I love this salad.
I came up with the idea about a year ago. The heat in my apartment was broken and being a college student, I pretty much had no food…except, you guessed it, apples, a head of lettuce, and a frozen bag of chicken strips from Trader Joe’s.
Obviously a salad was going to be on the menu that night. But, the problem was, it was so freaking cold. The thought of eating cold lettuce, covered in cold dressing made me almost forgo dinner that night. (Almost, Mom, I said almost…no need to worry, I’m eating plenty).
That was how I somehow came up with this idea of grilling the chicken and apples together to create a warmer salad. I know I’ve said this a lot, but it really is so easy. It became my go-to meal for the rest of the week. Until, of course, I ran out of ingredients and was back to contemplating between ramen noodles or eating a jar of peanut butter.

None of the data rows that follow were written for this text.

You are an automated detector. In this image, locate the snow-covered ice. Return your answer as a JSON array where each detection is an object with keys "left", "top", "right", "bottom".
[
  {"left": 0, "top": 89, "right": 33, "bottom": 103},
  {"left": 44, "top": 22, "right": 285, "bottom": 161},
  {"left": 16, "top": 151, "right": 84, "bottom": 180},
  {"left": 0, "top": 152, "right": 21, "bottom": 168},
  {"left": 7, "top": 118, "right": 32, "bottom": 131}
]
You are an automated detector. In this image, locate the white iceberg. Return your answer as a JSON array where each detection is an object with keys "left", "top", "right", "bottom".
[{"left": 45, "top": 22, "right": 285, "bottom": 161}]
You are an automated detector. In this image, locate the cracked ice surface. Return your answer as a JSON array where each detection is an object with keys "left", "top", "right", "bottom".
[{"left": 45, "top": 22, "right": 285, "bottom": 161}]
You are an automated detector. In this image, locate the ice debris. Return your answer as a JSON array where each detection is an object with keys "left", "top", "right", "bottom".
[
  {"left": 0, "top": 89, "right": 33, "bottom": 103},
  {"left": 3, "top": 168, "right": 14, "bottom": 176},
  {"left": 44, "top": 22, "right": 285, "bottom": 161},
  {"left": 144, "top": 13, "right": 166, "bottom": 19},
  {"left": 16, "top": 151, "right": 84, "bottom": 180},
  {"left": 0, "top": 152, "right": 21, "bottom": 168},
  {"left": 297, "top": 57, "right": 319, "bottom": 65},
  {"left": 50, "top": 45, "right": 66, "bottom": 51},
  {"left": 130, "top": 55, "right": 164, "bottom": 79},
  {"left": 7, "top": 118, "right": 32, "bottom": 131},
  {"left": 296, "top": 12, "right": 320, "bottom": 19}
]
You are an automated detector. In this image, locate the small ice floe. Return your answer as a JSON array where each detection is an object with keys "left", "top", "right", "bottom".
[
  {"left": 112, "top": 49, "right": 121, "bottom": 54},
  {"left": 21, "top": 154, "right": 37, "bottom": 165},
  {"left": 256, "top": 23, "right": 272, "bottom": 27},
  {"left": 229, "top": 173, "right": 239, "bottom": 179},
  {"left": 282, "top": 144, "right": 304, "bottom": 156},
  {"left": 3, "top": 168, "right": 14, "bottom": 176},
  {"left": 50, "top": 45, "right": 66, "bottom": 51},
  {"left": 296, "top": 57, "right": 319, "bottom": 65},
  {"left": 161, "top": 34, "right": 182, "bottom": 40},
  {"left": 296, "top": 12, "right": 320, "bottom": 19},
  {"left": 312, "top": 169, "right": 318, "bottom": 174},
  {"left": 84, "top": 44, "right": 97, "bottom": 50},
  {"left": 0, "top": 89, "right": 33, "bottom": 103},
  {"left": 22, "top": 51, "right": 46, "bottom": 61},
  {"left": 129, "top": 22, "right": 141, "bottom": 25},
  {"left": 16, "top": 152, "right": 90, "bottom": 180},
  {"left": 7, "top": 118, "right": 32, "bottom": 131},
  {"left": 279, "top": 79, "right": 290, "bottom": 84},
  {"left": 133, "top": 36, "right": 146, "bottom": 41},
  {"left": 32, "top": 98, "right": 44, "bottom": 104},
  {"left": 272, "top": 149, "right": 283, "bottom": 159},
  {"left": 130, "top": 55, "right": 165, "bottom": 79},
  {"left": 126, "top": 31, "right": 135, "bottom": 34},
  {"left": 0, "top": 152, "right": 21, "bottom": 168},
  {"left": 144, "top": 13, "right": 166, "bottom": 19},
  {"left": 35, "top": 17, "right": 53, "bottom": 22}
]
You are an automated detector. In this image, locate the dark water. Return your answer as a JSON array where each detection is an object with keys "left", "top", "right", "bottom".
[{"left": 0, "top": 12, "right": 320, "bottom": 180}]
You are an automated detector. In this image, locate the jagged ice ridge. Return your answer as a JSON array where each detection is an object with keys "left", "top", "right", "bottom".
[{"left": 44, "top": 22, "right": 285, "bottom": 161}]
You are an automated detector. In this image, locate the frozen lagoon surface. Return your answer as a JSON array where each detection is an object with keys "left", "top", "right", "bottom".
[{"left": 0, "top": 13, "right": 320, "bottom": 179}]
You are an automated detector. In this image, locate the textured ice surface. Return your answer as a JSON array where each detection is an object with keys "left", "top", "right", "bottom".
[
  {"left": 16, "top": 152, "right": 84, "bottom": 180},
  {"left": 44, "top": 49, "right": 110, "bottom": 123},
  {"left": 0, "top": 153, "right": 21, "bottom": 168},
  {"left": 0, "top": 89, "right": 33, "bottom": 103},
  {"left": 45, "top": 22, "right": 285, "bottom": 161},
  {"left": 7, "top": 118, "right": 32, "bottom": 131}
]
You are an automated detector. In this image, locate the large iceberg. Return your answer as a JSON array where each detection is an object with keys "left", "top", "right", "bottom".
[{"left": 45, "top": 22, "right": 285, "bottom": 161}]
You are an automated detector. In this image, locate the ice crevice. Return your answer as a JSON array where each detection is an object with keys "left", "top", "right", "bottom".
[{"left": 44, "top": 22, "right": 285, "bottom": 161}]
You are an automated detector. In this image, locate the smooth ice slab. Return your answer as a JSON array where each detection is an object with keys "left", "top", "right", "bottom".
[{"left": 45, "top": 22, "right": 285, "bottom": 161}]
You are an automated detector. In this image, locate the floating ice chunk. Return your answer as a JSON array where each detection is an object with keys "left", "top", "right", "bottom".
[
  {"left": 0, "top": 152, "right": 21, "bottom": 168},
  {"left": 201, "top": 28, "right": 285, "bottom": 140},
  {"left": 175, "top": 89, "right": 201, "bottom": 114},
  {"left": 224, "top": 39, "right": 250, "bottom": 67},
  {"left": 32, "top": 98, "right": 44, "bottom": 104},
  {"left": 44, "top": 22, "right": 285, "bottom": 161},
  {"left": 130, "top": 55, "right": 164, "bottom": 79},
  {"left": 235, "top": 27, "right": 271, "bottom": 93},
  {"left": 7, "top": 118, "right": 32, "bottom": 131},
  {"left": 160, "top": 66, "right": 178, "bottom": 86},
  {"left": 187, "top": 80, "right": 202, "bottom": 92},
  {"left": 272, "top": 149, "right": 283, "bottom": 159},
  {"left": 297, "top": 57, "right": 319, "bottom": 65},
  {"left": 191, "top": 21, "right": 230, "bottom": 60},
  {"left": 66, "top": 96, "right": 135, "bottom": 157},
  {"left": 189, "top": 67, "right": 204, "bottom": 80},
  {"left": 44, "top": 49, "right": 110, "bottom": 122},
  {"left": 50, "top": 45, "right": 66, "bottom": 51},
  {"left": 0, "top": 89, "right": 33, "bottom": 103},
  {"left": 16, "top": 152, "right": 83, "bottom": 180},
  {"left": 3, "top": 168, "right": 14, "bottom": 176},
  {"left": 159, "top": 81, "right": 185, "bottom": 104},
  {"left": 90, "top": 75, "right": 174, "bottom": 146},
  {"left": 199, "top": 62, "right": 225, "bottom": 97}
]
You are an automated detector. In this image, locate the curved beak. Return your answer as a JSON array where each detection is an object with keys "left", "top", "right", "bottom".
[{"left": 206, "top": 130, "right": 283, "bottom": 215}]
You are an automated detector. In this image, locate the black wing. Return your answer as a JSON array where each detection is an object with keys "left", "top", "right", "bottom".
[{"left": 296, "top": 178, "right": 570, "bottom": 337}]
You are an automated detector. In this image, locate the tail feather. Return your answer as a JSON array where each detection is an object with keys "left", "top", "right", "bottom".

1 tart apple, chopped (I used granny smith)
1 small/med. chicken breast
1 tsp. cinnamon
6 c. mixed greens
(spinach, romaine, etc)
1/4 c. walnuts, chopped (optional)
In a pan over medium heat, cook the chicken until lightly browned on both sides (you could probably also cook the chicken in a george foreman grill or a grill pan). Remove the chicken about 2 minutes before it has finished cooking and slice into strips or pieces; return to pan. Then add the chopped apples and cinnamon to the pan.
Stir the chicken and apples while cooking for about 2-3 minutes, until the chicken browned and the apples have warmed and appear grilled. Remove from heat. You can either place chicken/apple mixture directly on top of the salad or leave it in a separate bowl for serving purposes. If desired, top salad with chopped walnuts for an extra crunch. Serve with warm honey mustard vinaigrette.
Warm Honey Mustard Vinaigrette
1 tbsp. oil
1 tbsp. honey
2 1/2 tsp. Dijon mustard
1 tbsp. white vinegar
Whisk all ingredients together. Heat in microwave.